Papers Explained 471: mmBERT
mmBERT is an encoder-only language model pretrained on 3T tokens of multilingual text in over 1800 languages using an architecture inspired from ModernBERT. To build mmBERT, several novel elements are introduced, including an inverse mask ratio schedule and an inverse temperature sampling ratio. Over 1700 low-resource languages are added to the data mix only during the decay phase, showing that it boosts performance dramatically and maximizes the gains from the relatively small amount of training data.
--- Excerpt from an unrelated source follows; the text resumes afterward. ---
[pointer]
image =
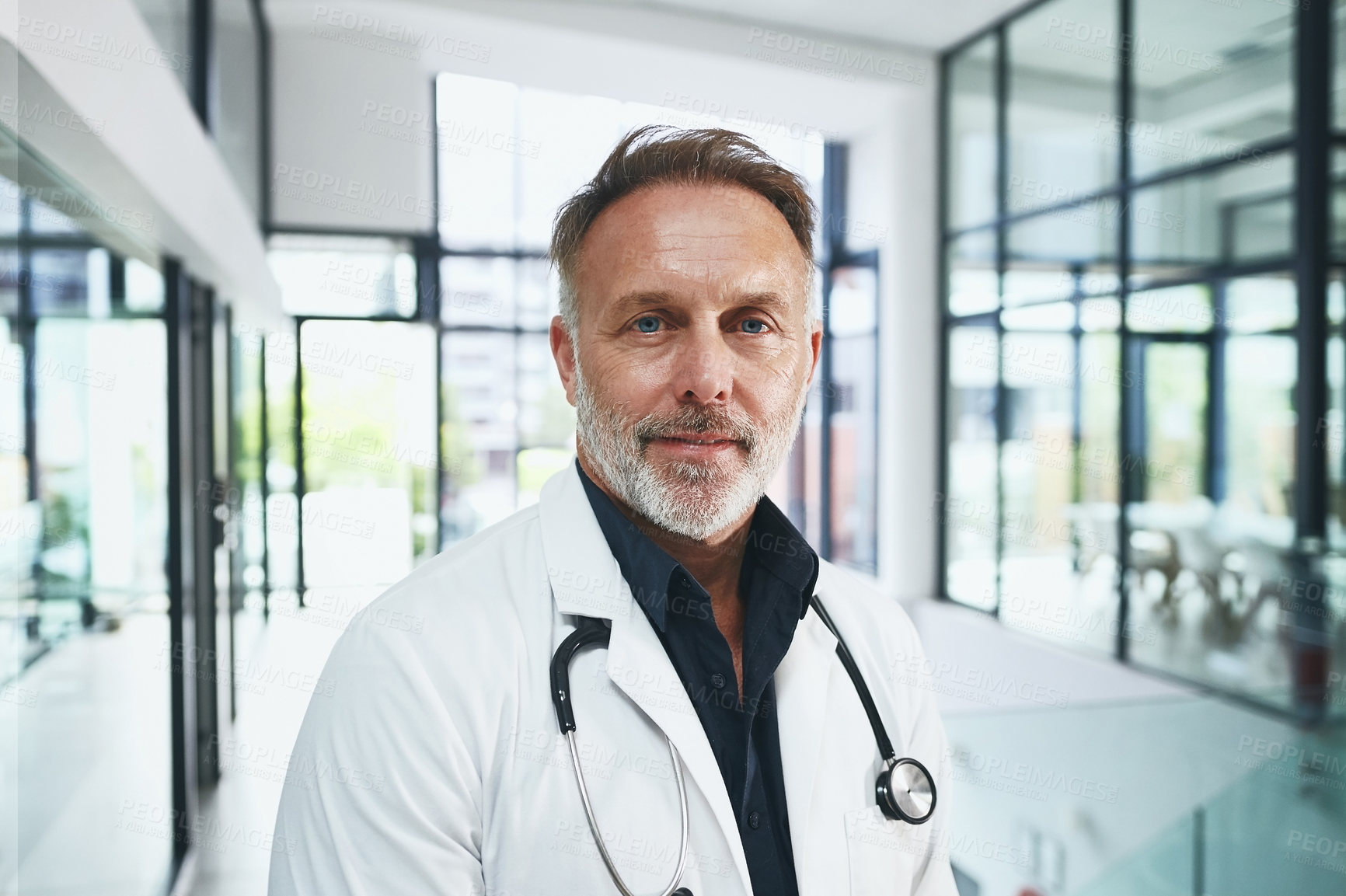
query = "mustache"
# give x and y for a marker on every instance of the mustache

Models and data are available at HuggingFace.
Architecture
An identical architecture to ModernBERT is used, but the Gemma 2 tokenizer handles multilingual input. 22 layers and an 1152 intermediate dim are used for both base and small versions (same as ModernBERT-base), but a hidden dimension of 768 for base and 384 for small. The base version has the same number of non-embedding parameters as ModernBERT-base (110M) but a total of 307M parameters due to the larger vocabulary. MMBERT small has 140M total parameters, with 42M non-embedding parameters.
Training Data
Previous work such as XLM-R and mT5 used a very low percentage of English content (5.7% for mT5). However, the highest quality data (filtered DCLM) only exists in English. Thus, a significantly higher percentage of English was used comparative to previous work. Nonetheless, a significant portion of the training data was non-English: for this data was gathered from FineWeb2 and a filtered version of 20 languages from FineWeb2 called FineWeb2-HQ. MegaWika v2 for Multilingual Wikipedia, which covers 60 languages, was also used and filtered. Several other curated corpora in English were included. From Dolma, StarCoder, Stackexchange, Arxiv, and PeS2o were used. From Dolmino, math, filtered Stackexchange, Tulu Flan instruction data, and books were used. From ProLong, their code repositories and their textbooks were used. Thus, the data mix is higher quality than previous work (through the use of filtered DCLM and FineWeb2), more diverse in content (code, instructions, web data, papers), and includes a greater variety of languages and scripts.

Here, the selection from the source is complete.